Esta Formação de Apreciação Preliminar teve já oportunidade de se pronunciar sobre as questões que o Recorrente pretende ver apreciadas nesta revista, em casos em tudo semelhantes.
Assim, v.g., no acórdão de 28.09.2023, Proc. nº 0455/23.5BELSB expendeu-se, nomeadamente, o seguinte: “Compulsados os autos, importa apreciar «preliminar e sumariamente», como compete a esta Formação, se estão verificados os «pressupostos» de admissibilidade do recurso de revista – referidos no citado artigo 150º do CPTA – ou seja, se está em causa uma questão que «pela sua relevância jurídica ou social» assume «importância fundamental», ou se a sua apreciação por este Supremo Tribunal é «claramente necessária para uma melhor aplicação do direito».

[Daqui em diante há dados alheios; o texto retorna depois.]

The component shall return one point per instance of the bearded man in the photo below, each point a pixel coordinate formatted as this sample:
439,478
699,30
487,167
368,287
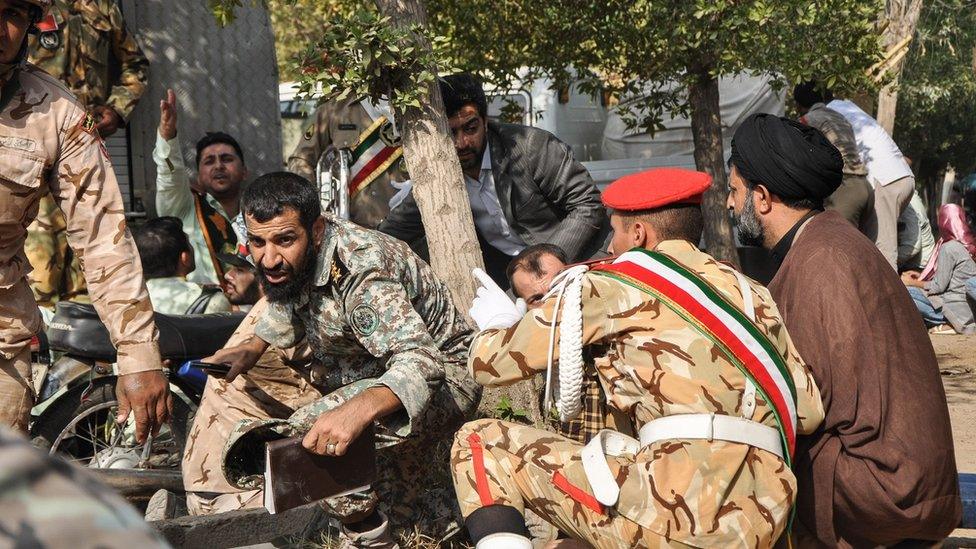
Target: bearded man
880,469
386,347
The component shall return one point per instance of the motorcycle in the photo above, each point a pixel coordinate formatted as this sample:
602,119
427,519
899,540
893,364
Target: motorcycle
76,410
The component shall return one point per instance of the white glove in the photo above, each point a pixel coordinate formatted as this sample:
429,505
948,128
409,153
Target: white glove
492,307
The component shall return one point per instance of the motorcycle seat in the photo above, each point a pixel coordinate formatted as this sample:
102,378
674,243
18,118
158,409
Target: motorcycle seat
77,330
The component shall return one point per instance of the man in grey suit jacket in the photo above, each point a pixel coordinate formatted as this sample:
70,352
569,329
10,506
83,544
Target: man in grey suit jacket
524,186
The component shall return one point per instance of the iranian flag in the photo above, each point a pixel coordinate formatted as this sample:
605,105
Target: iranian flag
372,156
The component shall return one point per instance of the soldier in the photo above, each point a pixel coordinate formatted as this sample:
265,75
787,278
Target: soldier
85,45
51,146
45,502
386,345
682,343
348,125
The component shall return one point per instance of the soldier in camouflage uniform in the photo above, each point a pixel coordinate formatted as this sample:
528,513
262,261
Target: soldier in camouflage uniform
45,503
692,480
339,125
51,146
85,45
386,344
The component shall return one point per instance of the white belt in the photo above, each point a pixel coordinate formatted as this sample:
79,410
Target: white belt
684,426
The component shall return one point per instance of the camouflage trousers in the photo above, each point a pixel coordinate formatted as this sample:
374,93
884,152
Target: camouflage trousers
273,400
499,463
19,321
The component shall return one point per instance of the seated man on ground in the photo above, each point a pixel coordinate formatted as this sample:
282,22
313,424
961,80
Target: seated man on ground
167,259
939,291
915,240
386,347
240,281
880,470
524,186
211,213
711,468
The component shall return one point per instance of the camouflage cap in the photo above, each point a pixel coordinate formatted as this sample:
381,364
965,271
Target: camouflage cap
241,259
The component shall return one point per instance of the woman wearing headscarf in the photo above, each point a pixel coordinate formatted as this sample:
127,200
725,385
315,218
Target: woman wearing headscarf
939,291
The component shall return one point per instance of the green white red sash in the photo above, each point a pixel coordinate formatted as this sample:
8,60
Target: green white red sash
373,155
695,300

Feita uma tal apreciação, impõe-se-nos concluir pela admissão do presente recurso de revista. Efectivamente, e desde logo, a sintonia dos «tribunais de instância» no sentido da decisão de indeferimento liminar assenta em «diferentes fundamentos», (…). Estas discrepâncias jurídicas traduzem claramente, aliás, a divergência existente nas instâncias sobre a questão aqui litigada, a qual se mostra resolvida em aparente divergência com acórdão deste STA – AC STA de 11.09.2019 Rº 01899/18.0BELSB.
Assim, para além de estarmos perante uma «questão» de relevância jurídica, acresce a necessidade de clarificar e solidificar o sentido da sua resolução, no âmbito dos «casos concretos trazidos a juízo», o que é múnus do órgão máximo desta jurisdição.” (cfr. ainda os acórdãos desta Formação todos de 04.04.2024, Proc. nºs 180/23.7BECBR, 477/23.6BELSB e 741/23.4BELSB e de 22.03.2019, Proc. nº 02762/17.7BELSB).

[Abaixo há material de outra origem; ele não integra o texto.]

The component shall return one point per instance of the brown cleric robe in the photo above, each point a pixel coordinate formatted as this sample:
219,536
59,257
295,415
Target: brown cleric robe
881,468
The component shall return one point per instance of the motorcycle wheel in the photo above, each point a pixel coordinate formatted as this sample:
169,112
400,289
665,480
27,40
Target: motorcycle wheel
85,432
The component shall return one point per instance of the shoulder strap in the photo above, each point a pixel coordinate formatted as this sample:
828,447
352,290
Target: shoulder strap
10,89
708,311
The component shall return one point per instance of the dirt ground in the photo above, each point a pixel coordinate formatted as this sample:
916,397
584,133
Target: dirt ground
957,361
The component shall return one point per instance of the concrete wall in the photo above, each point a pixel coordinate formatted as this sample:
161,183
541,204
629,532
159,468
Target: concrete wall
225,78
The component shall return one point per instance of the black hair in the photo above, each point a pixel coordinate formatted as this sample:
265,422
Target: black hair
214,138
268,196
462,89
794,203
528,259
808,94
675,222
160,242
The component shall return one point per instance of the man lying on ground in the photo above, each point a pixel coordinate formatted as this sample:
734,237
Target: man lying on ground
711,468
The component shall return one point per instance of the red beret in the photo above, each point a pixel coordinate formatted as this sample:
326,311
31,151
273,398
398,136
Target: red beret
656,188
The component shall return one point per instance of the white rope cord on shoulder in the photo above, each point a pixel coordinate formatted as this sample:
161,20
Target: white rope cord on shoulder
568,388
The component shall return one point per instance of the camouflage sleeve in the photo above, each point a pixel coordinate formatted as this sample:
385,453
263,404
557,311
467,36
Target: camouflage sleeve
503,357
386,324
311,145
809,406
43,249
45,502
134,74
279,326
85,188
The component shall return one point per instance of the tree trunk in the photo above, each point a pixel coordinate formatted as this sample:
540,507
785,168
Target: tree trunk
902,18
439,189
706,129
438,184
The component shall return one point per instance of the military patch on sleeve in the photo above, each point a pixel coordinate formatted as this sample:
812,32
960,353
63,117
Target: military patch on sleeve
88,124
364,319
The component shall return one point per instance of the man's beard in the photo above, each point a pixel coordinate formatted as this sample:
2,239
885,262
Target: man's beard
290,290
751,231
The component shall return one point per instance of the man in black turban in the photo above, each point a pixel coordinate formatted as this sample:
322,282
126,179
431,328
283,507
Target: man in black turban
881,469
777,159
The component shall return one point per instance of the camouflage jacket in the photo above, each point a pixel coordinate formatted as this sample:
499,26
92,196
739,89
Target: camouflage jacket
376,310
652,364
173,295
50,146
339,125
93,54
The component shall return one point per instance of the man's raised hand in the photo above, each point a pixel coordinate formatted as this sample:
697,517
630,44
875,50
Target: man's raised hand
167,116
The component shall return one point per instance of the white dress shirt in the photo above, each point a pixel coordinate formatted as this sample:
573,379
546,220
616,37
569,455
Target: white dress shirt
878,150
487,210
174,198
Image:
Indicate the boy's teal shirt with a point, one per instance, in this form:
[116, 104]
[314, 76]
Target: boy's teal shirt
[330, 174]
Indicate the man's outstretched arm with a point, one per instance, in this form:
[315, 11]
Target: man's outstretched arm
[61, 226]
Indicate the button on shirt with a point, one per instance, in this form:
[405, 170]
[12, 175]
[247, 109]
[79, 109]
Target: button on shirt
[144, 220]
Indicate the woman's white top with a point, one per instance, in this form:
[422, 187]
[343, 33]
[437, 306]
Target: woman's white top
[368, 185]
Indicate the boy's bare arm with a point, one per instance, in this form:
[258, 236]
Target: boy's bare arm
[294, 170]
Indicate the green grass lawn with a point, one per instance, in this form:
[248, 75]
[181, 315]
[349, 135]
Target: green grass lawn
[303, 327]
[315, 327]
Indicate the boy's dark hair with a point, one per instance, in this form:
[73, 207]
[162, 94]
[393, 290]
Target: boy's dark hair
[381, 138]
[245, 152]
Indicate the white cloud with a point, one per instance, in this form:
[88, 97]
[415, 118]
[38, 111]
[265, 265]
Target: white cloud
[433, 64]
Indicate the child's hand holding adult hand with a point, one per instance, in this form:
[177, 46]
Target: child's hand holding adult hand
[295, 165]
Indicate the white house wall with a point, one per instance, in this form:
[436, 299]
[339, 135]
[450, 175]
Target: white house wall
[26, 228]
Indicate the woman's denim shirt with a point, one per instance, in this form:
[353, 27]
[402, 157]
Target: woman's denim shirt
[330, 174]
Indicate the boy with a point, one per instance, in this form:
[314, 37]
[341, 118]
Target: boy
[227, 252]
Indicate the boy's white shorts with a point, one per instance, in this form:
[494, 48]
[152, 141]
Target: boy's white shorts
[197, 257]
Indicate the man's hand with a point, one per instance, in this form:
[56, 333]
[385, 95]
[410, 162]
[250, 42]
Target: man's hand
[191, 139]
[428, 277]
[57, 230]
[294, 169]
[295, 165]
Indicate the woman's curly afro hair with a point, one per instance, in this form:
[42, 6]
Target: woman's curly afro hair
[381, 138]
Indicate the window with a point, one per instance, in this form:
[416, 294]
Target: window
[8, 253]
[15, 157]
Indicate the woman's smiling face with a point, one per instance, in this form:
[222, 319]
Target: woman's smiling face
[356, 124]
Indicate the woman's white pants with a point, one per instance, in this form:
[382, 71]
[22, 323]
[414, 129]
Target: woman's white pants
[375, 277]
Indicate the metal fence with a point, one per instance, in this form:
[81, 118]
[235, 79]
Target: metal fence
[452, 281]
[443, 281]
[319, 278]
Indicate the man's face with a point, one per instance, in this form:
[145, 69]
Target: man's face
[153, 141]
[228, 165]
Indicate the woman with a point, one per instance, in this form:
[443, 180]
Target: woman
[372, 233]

Estes considerandos são absolutamente transponíveis para o caso em presença, sendo de toda a conveniência que o STA se pronuncie sobre a problemática dos pressupostos do meio previsto no art. 109º do CPTA, já que, além do mais, a questão da urgência representa um problema nesse domínio susceptível de se colocar repetidamente, justificando-se, portanto, admitir o recurso.

4. Decisão
Pelo exposto, acordam em admitir a revista.
Sem custas.

Lisboa, 11 de Abril de 2024. - Teresa de Sousa (relatora) – José Veloso – Fonseca da Paz.